I had gone to this class for three weeks and spent hours doing the required homework. Part of me wanted to continue the class because I had put in so much time and effort. I also didn’t want my degree to get set back because of dropping this class, so that weighed on me. However, the thing that bothered me the most was the fact we all had paid good money to attend this class and what we were receiving was bullying and abuse. I was upset that no matter what my decision was, others would still be there enduring her bully ways.
One good thing about this experience is that I was able to identify it immediately. I also discussed it with other students who thought they were the only ones who saw it. This kind of discussion was good: we validated each other. When I was in my abusive church, the no-gossip rule was so strongly enforced that we were left to questioning ourselves and sometimes dismissed real abuse because “it can’t really be this bad, can it?”

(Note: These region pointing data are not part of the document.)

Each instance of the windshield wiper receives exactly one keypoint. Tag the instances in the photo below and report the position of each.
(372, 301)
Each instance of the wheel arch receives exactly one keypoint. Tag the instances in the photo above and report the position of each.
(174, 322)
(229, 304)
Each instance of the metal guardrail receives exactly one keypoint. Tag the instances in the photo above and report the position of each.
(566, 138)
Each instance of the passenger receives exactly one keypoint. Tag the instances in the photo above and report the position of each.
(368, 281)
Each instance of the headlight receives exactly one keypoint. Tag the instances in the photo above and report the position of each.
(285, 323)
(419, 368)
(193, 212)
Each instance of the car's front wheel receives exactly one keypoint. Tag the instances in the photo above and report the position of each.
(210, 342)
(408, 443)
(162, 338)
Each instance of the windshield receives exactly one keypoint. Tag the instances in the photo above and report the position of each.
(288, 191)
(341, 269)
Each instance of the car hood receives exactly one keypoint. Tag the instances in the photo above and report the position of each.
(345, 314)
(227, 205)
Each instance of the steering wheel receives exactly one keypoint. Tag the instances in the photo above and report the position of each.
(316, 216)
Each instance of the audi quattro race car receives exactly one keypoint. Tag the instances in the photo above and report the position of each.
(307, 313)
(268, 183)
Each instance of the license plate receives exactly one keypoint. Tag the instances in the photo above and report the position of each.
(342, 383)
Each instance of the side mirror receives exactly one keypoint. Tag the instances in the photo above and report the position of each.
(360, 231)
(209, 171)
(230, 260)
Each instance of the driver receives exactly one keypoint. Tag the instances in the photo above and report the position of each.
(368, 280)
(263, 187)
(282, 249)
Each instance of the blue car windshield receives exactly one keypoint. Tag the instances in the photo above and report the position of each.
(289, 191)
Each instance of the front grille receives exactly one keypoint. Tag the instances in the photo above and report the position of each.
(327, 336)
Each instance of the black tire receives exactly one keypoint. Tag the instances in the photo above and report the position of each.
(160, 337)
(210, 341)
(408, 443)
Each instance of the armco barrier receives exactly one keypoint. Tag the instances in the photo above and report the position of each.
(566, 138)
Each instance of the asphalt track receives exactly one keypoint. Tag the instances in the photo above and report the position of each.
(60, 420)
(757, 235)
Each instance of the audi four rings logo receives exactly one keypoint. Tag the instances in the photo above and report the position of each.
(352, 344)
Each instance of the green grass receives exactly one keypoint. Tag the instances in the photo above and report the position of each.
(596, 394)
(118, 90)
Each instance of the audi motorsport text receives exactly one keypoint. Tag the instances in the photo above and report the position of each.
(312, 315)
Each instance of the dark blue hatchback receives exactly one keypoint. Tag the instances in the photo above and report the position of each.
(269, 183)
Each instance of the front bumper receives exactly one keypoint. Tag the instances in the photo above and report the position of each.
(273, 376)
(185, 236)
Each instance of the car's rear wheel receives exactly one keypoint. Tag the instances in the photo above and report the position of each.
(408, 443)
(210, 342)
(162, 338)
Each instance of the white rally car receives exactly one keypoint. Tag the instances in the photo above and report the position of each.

In the end, I decided that the best thing I could do for the school is to vote with my feet (withdraw from the class) write a formal complaint, and say that this woman does not represent the institution that I have come to greatly respect. I will tell them that no student should have to pay to be bullied and belittled in a college environment; and I hope they will take measures to ensure that the school remains one of integrity, high academic excellence, and respect for their students.
We’ll see what happens. In the meantime, I now realize how triggering this experience has been for me. It brought me right back to that church environment, the feelings of knowing we were being mistreated, and having few options to deal with it. Whether I liked it or not, I was put in a position of making a choice that would be either emotionally or financially costly. The church experience was costly as well, in many ways.
Well, I’ve done all that I can do at this point. I need to wipe my hands and move on, but whew, I tell you, that really messed with my head for a bit. I will be sure to leave a RateMyProfessor.com review. I hope she’s not the suing type 😉
If you’ve experienced spiritual abuse, have you also dealt with other situations outside of church that take you back to that bad experience? Having experienced spiritual abuse, were you better able to handle it? Was it as painful or did you feel you had more options this time? I’d love to read your experiences.